Nací en Allariz, pero cuando tenía cinco años mis padres, José y Lucía, vinieron conmigo y mis hermanos Manolo y Carlos a instalarse a la ciudad, ya que a mi padre le ofrecieron el puesto de jefe de vigilantes durante la construcción de la refinería. Cuando acabaron las obras aprobó las oposiciones para motorista del Ayuntamiento, momento en que nos mudamos a la calle San Leopoldo, junto a la avenida de Finisterre, cerca de la que mi madre abrió una tienda de retales en la que trabajó hasta su jubilación.

Mis padres nos mandaron a los tres a estudiar a los Salesianos, aunque terminamos el bachiller en el instituto Masculino. En esos años tuve como compañeros a Eduardo Lama, Juan, Antonio, Javier, Rigo, José y Milocho, quienes también formaron parte de mi pandilla, aunque también tuve otra de mi calle, en la que estaban Vicente, Luis, Mariano, Berto, Paco y Rafael, con quienes lo pasé muy bien jugando en la calle en una época en la que mi barrio estaba rodeado de campos, junto a los que aún estaba la imprenta Roel, además de una fuente y un lavadero en los que en verano nos refrescábamos. Recuerdo que cuando años después empezaron a tirar la imprenta, los chavales íbamos allí a buscar cosas para venderlas en la ferranchina.

Nos pasábamos la semana fabricando tiratacos de madera y, si teníamos la suerte de encontrar un paraguas roto, hacíamos con las varillas un arco con fechas que lanzábamos a los gatos y ratas. Una de nuestras aventuras era bajar hasta la Fábrica de Gas para coger piedras de carburo y fabricar petardos con los que reventábamos las madrigueras de los topos en el paseo de los Puentes, lo que nos agradecían los dueños de las fincas, quienes nos daban frutas y mazorcas de maíz que luego asábamos.

Después de ir el domingo a los cines Finisterre, Doré o España nos juntábamos varias pandillas para escenificar la película que hubiéramos visto. En aquellos años estaba muy de moda hacer carritos de madera con ruedas de cajas de bolas y con los que nos tirábamos por la avenida de Finisterre y la cuesta de la Unión, que todavía tenían adoquines. Lo malo era cuando se rompía el carro por el peso, ya que íbamos montados varios chavales, y nos rozábamos las piernas.

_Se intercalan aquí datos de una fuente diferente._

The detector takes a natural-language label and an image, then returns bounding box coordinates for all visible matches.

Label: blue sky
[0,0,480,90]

En verano solíamos ir a Riazor, donde aprendí a nadar en las rocas conocidas como el Cagallón, que entonces nos parecía que estaban muy alejadas de la orilla pero que casi se podría llegar a ellas saltando. A partir de los quince años empezamos a ir todos los bailes y fiestas de la ciudad y los alrededores, de los que el que más nos gustaba era El Seijal, que tenía dos pistas y un gran ambiente, aunque a la vuelta solo había un par de autocares que se llenaban de chavalas que tenían que volver temprano a casa, por lo que nosotros hacíamos el camino andando.

Al terminar los estudios empecé a ayudar a mis padres y luego tuve que hacer la mili. Al acabarla me ofrecieron un puesto de celador en el hospital Labaca, en que estuve dos años, tras lo que pasé al Santiago Apóstol. Luego decidí marcharme de marinero al Gran Sol, donde estuve diez años faenando, así como en los caladeros africanos, por lo que fue una época muy dura a pesar de que se ganaba un buen sueldo y decidí dejarlo porque hubo muchos naufragios y, además, a uno de los barcos en los que trabajé en el banco sahariano lo ametrallaron y le causaron muchos daños.

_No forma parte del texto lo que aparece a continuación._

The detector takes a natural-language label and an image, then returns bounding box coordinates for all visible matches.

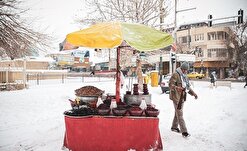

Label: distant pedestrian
[210,71,217,86]
[244,74,247,88]
[169,62,198,137]
[90,70,95,75]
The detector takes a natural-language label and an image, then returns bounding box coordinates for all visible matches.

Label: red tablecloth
[64,116,163,151]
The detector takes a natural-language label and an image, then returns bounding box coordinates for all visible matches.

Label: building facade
[176,23,232,79]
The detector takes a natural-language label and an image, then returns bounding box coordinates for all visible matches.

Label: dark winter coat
[169,72,195,102]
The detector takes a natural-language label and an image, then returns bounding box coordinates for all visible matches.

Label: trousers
[172,101,187,133]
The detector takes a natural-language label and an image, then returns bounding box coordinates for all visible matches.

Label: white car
[160,75,171,93]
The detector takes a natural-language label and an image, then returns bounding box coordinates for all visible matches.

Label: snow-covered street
[0,81,247,151]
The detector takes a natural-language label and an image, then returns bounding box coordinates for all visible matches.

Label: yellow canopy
[66,22,173,51]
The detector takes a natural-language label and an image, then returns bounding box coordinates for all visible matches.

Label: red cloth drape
[64,116,163,151]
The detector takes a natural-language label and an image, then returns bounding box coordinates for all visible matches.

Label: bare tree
[0,0,51,59]
[227,21,247,77]
[79,0,168,26]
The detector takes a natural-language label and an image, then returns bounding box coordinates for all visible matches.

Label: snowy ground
[0,79,247,151]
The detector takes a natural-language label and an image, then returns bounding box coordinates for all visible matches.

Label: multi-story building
[176,22,232,78]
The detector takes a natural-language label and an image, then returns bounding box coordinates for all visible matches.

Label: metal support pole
[159,51,163,84]
[116,47,120,102]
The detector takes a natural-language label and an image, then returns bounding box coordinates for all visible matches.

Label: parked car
[160,75,171,93]
[187,72,205,79]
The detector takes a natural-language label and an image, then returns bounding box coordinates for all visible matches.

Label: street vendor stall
[64,22,173,151]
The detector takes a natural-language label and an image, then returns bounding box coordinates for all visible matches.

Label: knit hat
[180,62,190,70]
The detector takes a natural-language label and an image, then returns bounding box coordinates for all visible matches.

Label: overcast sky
[21,0,247,50]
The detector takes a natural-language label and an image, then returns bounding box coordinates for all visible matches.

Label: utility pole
[169,0,196,74]
[159,0,165,84]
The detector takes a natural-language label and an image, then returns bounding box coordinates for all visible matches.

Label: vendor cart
[64,22,173,151]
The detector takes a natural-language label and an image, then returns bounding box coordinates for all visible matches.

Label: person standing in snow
[169,62,198,137]
[210,71,217,86]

Terminé mi vida laboral como conserje en las instalaciones deportivas municipales, etapa en la que empecé a preocuparme por el deporte y fundé el primer club de tenis de barrio, la Asociación Cultural y Deportiva Salvador de Madariaga Tenis Club, que surgió en una época en la que este deporte solo lo practicaba la clase alta. Durante 25 años he sido presidente de esta entidad, en la que junto con Ángel Patricio Castro logré que el tenis se convirtiera en un deporte de base gracias a la pista cuyo uso tenemos en cesión.

Desde que se creó la asociación, a lo que contribuyeron los concejales Eduardo Blanco y Esteban Lareo, hemos organizado numerosos campeonatos con nuestro equipo, con el que fuimos campeones en 2004 y sigo de presidente a la asociación hasta que aparezca un relevo.